En 1139, le deuxième concile de Latran - tenu sous la présidence du Papa Innocent II - avait interdit l'usage des arbalètes et des catapultes à l'encontre des chrétiens sur les champs de bataille (canon 29). Mais pourquoi parler d'un sujet aussi ancien alors que les périls montent un peu partout dans le monde ? Tout simplement car nous assistons au même phénomène avec l'appel à l'interdiction des armes autonomes sur le site du Life Institut à Boston.

Au 12e siècle, la proscription des armes de jets (carreaux et rochers), avait été demandée par l’Église parce que les soldats ne pouvaient pas maîtriser les conséquences de leur geste. Avec cette nouvelle course aux armements dans le monde, nous allons voir débarquer sur les champs de bataille des armes offensives autonomes capables de sélectionner puis détruire des cibles, sans intervention humaine. Le retour du célèbre adage « search and destroy » mais avec des intelligences artificielles dépourvues de tout jugement.

Des scientifiques travaillant sans barrière éthique 

L’astrophysicien Stephen Hawking, Elon Musk (fondateur de Space-X et Tesla), et Steve Wozniak (co-fondateur d’Apple) sont parmi les signataires de la lettre publiée (voir la liste complète) avant la Conférence internationale sur l'intelligence artificielle, du 25 au 31 juillet à Buenos Aires. Des scientifiques, des chercheurs en robotique et des hommes d’affaires appellent donc à une interdiction des armes autonomes avant l’inévitable surenchère alimentée par les complexes militaro-industriels (voir les travaux très avancés de Northrop Grumman, HDT Robotics, iRobot Corpet  QinetiQ dans ce domaine). 1 800 personnes ont déjà signé cette lettre. « Les armes autonomes peuvent choisir et engager des cibles sans intervention humaine.

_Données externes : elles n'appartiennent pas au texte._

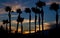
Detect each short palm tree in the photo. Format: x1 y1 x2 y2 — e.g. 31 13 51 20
50 3 59 28
25 8 31 33
5 6 11 33
16 9 22 32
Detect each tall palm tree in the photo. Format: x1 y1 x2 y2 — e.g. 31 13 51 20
5 6 11 33
36 1 46 31
3 20 9 31
20 17 24 33
16 9 22 32
31 7 40 32
25 8 31 33
50 3 59 28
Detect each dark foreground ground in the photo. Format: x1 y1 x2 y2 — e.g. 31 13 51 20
0 24 60 38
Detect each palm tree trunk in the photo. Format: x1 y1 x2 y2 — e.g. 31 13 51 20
56 11 59 28
21 22 23 34
38 14 40 31
35 14 37 33
41 8 44 36
29 13 31 33
6 23 8 31
16 22 19 33
9 12 11 33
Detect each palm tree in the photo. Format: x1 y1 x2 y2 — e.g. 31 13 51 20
31 7 40 32
36 1 46 31
16 9 22 32
25 8 31 33
20 17 24 33
3 20 9 31
50 3 59 28
5 6 11 33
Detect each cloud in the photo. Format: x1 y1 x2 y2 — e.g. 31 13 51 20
0 2 26 14
46 1 60 5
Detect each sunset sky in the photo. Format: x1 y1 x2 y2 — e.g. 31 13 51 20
0 0 60 33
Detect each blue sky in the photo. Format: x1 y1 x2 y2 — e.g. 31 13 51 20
0 0 60 33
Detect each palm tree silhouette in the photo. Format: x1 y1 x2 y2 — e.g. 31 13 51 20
36 1 46 31
3 20 9 31
50 3 59 28
17 15 24 33
20 17 24 33
32 7 40 32
5 6 11 33
16 9 22 32
25 8 31 33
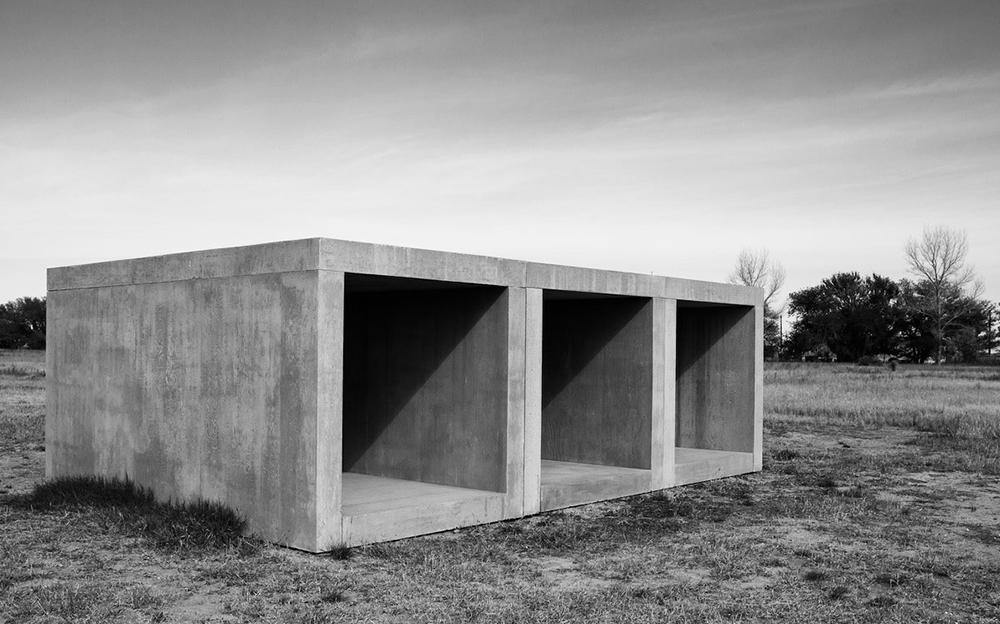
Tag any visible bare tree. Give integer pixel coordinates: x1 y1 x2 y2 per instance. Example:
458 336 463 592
729 249 785 316
905 226 983 364
729 249 785 357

Elles pourraient inclure, par exemple, des quadricoptères armés qui peuvent rechercher et éliminer les personnes répondant à certains critères prédéfinis, mais ne comprennent pas les missiles de croisière ou les drones téléguidés pour laquelle les humains prennent toutes les décisions de ciblage. La technologie de l’intelligence artificielle a atteint un point où le déploiement de ces systèmes est - pratiquement sinon légalement - faisable dans des années, des décennies, et les enjeux sont élevés : les armes autonomes ont été décrites comme la troisième révolution dans la guerre, après la poudre et les armes nucléaires », explique ce document.

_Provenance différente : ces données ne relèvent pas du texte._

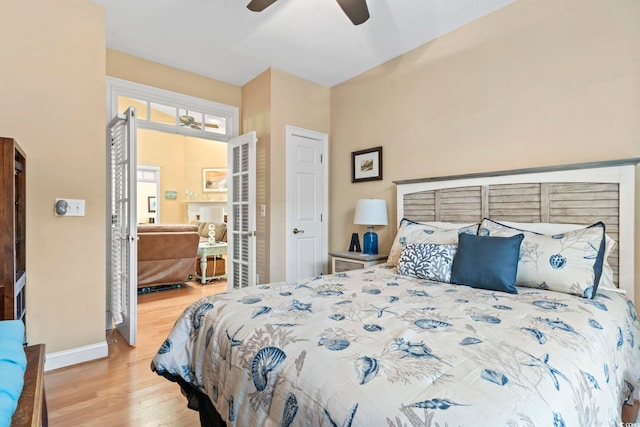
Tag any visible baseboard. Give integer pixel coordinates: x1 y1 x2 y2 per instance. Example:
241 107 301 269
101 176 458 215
44 341 109 372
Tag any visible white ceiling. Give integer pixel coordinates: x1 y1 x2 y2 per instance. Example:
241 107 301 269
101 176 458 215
93 0 515 87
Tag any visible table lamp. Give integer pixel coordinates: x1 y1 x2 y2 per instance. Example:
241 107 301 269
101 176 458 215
353 199 388 255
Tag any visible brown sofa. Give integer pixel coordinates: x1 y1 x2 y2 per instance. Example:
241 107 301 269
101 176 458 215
138 224 200 288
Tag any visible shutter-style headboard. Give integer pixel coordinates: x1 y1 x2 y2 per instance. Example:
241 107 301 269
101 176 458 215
395 158 640 300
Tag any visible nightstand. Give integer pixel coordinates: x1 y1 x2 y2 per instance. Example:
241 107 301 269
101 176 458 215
329 252 389 273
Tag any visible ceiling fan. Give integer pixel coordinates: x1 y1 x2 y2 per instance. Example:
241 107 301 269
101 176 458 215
180 114 219 130
247 0 369 25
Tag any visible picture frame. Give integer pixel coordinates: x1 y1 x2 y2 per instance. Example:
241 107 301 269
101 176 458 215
351 147 382 182
147 196 158 213
202 168 227 193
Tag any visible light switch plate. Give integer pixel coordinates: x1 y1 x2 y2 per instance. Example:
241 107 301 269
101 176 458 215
56 198 84 216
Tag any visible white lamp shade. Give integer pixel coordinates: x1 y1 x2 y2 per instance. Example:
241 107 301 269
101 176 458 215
353 199 389 225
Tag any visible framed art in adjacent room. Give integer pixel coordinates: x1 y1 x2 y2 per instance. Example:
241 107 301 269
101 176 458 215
351 147 382 182
202 168 227 193
148 196 157 213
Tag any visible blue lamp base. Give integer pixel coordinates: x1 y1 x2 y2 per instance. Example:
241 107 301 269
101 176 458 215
362 226 378 255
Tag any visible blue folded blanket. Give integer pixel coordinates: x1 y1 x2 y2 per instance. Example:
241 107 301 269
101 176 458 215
0 320 27 427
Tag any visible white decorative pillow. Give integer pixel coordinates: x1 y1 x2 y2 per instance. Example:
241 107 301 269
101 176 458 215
387 218 478 267
500 221 618 288
478 218 606 298
398 243 458 283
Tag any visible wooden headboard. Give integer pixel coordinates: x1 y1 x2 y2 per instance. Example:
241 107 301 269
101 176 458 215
394 158 640 301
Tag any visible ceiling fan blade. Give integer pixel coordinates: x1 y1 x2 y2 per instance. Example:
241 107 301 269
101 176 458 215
247 0 276 12
336 0 369 25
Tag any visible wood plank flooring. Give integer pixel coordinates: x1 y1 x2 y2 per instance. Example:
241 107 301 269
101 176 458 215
44 281 227 427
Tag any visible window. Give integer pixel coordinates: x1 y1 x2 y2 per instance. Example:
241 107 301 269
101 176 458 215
107 77 239 142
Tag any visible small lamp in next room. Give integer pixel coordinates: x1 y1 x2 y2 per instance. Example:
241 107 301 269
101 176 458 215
353 199 388 255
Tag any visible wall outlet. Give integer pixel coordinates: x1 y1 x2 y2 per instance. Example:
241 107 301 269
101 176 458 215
55 198 84 216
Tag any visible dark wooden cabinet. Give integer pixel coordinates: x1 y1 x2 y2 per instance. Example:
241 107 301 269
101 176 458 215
0 137 27 324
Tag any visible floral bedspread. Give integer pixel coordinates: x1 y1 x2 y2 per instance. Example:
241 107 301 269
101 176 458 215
152 266 640 427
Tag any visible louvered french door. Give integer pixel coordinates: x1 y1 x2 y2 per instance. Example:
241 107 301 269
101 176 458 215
227 132 257 289
107 107 138 345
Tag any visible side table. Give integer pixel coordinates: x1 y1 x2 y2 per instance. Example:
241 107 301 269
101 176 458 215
196 242 227 284
329 252 389 273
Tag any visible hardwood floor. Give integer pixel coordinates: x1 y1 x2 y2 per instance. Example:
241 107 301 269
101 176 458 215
45 281 227 427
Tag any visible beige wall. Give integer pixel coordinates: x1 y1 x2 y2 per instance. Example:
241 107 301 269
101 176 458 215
0 0 106 353
242 68 330 283
268 69 331 282
330 0 640 300
137 129 227 224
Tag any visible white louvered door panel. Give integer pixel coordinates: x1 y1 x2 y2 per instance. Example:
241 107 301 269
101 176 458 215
227 132 257 289
107 107 138 345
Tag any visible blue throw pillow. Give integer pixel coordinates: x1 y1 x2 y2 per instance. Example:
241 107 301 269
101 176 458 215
451 234 524 294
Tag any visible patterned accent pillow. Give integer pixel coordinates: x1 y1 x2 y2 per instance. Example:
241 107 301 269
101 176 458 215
398 243 457 283
387 218 478 267
478 218 606 298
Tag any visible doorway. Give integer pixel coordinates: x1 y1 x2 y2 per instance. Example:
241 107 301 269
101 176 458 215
285 125 329 281
106 78 248 344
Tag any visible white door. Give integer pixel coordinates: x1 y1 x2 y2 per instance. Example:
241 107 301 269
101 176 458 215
227 131 257 289
285 126 328 281
107 107 138 345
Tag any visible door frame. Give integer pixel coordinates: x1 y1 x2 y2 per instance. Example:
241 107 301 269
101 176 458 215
105 77 240 338
285 125 329 280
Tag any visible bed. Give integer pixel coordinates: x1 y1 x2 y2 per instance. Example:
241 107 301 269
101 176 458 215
151 159 640 427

Si certaines guerres doivent être menées, la question aujourd’hui est de savoir avec quels moyens. Aucun pays ne veut par exemple envoyer des troupes au sol pour lutter contre les exactions de l’Etat Islamique. Une des questions clefs pour les prochaines années est donc de savoir si cette course aux armements est inévitable. « Le critère d'évaluation de cette trajectoire technologique est évidente : les armes autonomes deviendront les kalachnikovs de demain», écrivent-ils. A la différence des armes nucléaires et chimiques, les machines autonomes seront faciles et pas chers à produire en masse, et elles vont inévitablement se retrouver sur le marché noir et finir dans les mains de terroristes, de dictateurs et de seigneurs de la guerre, ont-ils averti, ajoutant que ces armes seront idéales pour les assassinats, déstabiliser les nations, dominer les population et le nettoyage ethnique.

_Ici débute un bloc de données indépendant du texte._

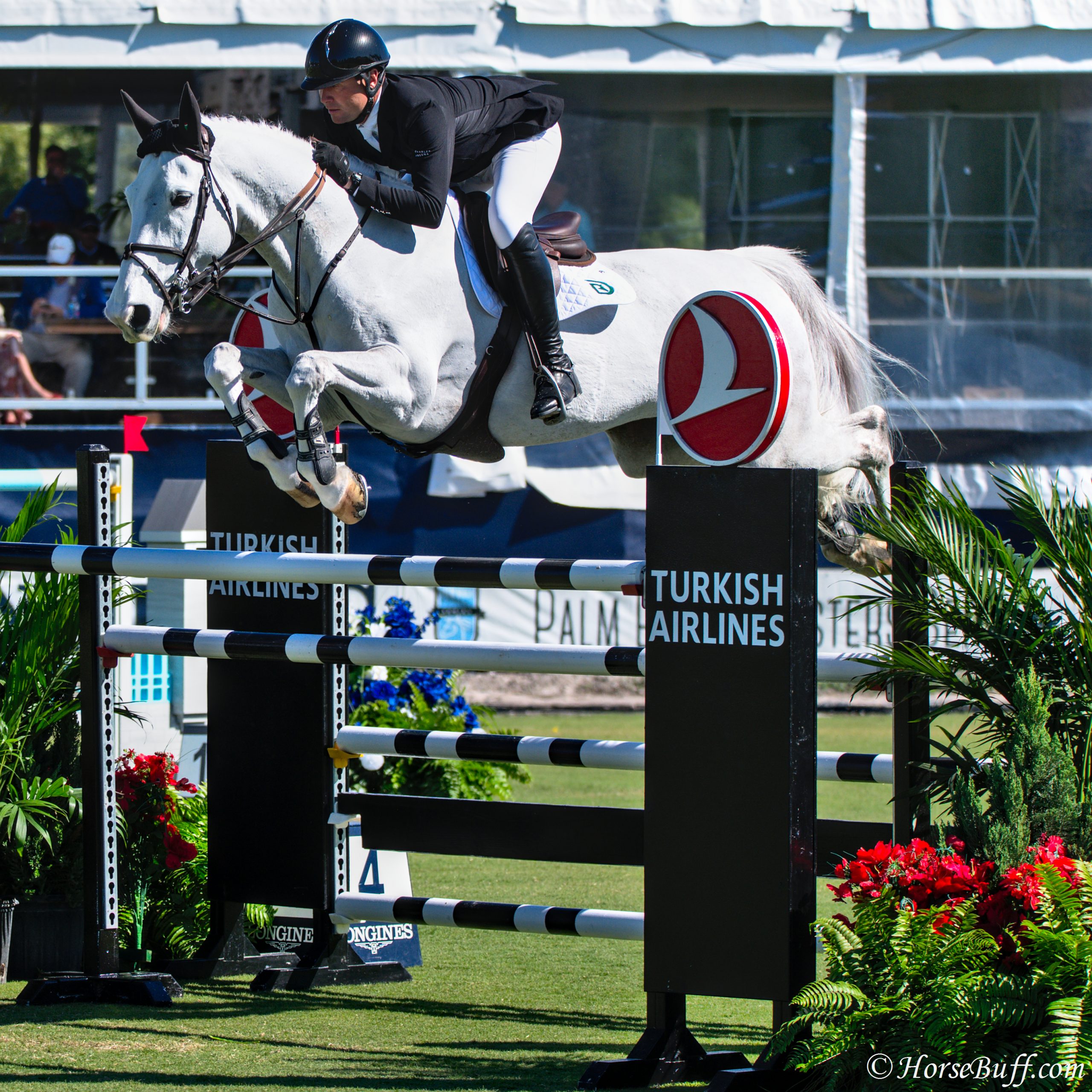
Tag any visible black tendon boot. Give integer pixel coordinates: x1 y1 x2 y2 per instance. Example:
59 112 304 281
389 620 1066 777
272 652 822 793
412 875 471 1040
501 224 580 425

Un appel aussi efficace que pour les mines antipersonnel 

« Nous pensons donc qu'une course aux armements militaires autonomes ne serait pas bénéfique pour l'humanité», concluent les signataires. Rappelons pour conclure que si la convention contre les mines anti-personnel a été ouverte à la signature des états membres de l’ONU en décembre 1997, ni les États-Unis, la Russie, Israël, le Pakistan, l’Inde, l’Iran, les Corées du Sud et du Nord, l’Égypte… ne l’ont signée. Et comme le rappel Landmine a Cluster Munition Monitor, les mines ont encore fait 3 000 victimes en 2014. Et les enfants représentent 46% des victimes.